Medical condition is hard to talk about



Dear Annie: I am a 23-year-old woman, finishing my last semester at college. I have made some valuable friendships during these last few years, but I cannot tell my friends everything.
I have Crohn's disease and have had an ileostomy bag since I was 13. In other words, I have no colon and I defecate into a bag on my abdomen. I almost died before this surgery was done, I was so ill. To make matters worse, this drastic surgery was by no means a cure. My Crohn's can, and has, returned.
As you can imagine, this is hard to talk about, especially with potential dating partners. I have had long periods of time when I literally could not even look at my waist in a mirror. I have a great support group at the United Ostomy Association (uoaa.org), but I have not yet been able to figure out how to tell people about my condition without grossing them out completely.
You would think, after 10 years, I would know what to say, but it's never gotten any easier. Any insight you can give would be very appreciated. Nina in New York
Dear Nina: We sympathize with how difficult this must be for you. You do not need to give the details of your illness to friends. You can simply tell them that you have a chronic illness involving your digestive tract. When you meet someone with whom you may become intimate, however, you will need to talk about the specifics. Be honest without being overly graphic, and approach the subject with as much confidence as you can muster.
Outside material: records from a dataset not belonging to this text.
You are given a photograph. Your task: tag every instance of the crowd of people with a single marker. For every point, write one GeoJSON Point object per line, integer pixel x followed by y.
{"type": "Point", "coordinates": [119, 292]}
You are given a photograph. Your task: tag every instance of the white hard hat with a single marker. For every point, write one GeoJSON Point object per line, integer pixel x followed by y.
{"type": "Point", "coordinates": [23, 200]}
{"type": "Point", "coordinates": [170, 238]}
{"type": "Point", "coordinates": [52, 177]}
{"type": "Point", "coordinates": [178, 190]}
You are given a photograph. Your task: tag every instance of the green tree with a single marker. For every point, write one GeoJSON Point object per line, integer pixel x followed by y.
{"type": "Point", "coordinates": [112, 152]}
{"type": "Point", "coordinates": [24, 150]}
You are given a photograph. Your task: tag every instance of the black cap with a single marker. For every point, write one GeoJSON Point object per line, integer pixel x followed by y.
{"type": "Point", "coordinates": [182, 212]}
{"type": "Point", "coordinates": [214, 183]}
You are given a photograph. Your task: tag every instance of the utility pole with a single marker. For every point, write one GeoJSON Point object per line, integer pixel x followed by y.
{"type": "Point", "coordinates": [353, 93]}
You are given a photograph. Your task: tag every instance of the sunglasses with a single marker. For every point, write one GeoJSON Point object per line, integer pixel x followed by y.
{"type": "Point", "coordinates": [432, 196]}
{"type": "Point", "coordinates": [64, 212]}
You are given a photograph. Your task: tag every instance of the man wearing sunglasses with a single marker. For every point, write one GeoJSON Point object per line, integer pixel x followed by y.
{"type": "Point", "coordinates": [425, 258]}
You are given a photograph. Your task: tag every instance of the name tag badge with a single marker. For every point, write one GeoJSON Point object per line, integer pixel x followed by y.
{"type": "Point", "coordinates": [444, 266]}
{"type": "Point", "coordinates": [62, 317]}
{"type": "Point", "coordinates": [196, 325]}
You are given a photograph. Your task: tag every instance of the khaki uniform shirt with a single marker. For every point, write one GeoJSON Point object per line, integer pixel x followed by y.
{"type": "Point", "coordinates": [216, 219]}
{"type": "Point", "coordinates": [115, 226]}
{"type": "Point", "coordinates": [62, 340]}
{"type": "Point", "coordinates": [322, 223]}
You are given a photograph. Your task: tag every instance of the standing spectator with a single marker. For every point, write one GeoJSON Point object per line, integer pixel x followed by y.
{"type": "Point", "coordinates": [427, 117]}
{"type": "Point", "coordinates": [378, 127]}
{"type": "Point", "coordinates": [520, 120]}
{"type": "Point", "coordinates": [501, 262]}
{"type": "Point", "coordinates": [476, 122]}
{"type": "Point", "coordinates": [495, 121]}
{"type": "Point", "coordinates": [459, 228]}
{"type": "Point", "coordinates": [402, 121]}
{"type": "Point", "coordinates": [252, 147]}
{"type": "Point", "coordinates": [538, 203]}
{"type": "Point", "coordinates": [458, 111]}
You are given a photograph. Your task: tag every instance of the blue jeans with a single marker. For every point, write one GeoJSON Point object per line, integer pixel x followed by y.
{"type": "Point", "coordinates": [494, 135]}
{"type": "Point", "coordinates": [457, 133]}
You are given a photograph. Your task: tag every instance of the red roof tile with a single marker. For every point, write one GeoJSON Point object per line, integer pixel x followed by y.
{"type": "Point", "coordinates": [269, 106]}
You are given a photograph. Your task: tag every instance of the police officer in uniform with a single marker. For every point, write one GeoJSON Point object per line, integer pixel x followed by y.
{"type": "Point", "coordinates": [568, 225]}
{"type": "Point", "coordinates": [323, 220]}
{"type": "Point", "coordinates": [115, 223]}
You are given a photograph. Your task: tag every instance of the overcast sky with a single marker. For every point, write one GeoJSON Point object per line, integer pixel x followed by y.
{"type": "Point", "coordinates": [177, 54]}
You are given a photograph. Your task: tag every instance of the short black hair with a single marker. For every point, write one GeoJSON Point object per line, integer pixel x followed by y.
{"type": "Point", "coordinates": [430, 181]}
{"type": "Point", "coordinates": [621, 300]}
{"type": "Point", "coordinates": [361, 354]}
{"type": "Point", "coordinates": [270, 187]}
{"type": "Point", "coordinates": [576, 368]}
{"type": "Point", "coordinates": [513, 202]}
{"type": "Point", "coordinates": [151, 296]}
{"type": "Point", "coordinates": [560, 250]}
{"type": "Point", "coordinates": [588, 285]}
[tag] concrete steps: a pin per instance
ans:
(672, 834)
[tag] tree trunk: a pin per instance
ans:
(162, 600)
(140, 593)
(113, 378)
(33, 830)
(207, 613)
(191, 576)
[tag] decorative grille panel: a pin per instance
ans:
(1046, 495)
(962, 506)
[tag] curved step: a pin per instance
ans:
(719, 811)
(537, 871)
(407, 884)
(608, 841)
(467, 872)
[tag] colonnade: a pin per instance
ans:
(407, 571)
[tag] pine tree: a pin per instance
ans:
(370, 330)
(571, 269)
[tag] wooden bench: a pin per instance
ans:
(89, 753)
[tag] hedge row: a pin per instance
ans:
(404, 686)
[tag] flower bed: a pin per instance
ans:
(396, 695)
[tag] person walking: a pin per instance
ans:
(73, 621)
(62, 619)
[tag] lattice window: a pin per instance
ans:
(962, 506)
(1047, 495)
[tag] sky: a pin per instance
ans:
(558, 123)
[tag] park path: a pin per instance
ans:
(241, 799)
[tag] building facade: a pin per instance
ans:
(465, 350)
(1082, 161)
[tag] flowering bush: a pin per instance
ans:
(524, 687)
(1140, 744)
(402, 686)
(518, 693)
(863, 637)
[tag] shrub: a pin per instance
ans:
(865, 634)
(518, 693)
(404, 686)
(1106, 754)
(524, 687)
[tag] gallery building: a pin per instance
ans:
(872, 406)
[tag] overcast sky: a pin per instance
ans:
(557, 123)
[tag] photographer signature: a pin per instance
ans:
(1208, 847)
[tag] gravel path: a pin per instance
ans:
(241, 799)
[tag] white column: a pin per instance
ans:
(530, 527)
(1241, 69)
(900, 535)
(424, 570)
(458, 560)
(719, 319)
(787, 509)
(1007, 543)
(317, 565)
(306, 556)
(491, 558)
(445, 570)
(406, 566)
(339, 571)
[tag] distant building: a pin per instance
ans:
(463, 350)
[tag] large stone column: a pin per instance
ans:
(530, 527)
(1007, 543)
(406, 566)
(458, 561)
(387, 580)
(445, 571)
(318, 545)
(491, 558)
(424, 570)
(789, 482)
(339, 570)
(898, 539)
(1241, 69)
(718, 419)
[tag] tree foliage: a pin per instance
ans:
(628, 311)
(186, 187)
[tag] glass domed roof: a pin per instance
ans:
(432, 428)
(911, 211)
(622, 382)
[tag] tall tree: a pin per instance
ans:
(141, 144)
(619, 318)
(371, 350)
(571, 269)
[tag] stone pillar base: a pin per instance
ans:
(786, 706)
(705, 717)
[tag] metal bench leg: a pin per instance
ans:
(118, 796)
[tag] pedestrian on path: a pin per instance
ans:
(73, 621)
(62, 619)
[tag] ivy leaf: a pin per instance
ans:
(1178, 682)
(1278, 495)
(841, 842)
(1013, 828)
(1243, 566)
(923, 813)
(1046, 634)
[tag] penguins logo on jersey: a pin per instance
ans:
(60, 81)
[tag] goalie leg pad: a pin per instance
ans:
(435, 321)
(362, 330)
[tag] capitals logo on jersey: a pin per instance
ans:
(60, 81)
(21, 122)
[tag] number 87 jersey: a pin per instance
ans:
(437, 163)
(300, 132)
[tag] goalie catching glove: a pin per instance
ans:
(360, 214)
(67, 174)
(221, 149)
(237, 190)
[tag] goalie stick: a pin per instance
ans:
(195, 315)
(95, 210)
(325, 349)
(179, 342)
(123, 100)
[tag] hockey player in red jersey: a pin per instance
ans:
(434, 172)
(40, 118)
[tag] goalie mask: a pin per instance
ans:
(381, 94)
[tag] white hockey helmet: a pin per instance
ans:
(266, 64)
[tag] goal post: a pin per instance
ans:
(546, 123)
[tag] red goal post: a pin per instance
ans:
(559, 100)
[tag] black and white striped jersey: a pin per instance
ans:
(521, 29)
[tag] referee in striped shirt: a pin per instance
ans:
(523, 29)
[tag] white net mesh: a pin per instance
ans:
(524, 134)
There are internet dating sites for people with Crohn's, IBS and other such conditions at www.irritatedbeingsingle.com; www.meetanostomate.com; and www.dating-.crohnszone.org. (Take the same precautions meeting people at these sites as you would any other.) For additional help and information, try the Crohn's & amp; Colitis Foundation of America at (800) 932-2423 (www.ccfa.org).
Dear Annie: Our son, a single, well-employed homeowner in his late 30s, lives about a two-hour drive from us. If we visit him, it is expected that we will get a hotel at our expense, even though he has a three-bedroom home. We alternate paying for meals at restaurants. When he visits us, he expects to get our spare bedroom, plus all meals, either home-cooked or in restaurants.
When I tell him his hospitality needs improvement, I get only a blank stare in response. His mother doesn't want to cause a fuss and is content with the status quo. Any comment? Hotel Dad
Dear Hotel Dad: Children often consider their parents' home their own, so it doesn't surprise us that your son expects free room and board when he visits. It would be nice if he reciprocated, but you can't force him. You can turn the tables and insist he stay in a hotel, but your wife is not likely to go along. Try to be content that he pays for half your meals. Frankly, that's more than a lot of kids do.
Dear Annie: I read your response to "Indianapolis" regarding gifts for people who don't really need one. I would like to suggest that givers consider a donation to charity in the person's honor. At my age, I am regularly invited to 50th wedding celebrations, late second marriages, etc., and find that the honorees are quite pleased to know a donation has been made. Heaven knows, they don't need another set of glassware. C. from Tallahassee, Fla.
Dear C.: Thanks for a great suggestion -- and just in time for the holidays.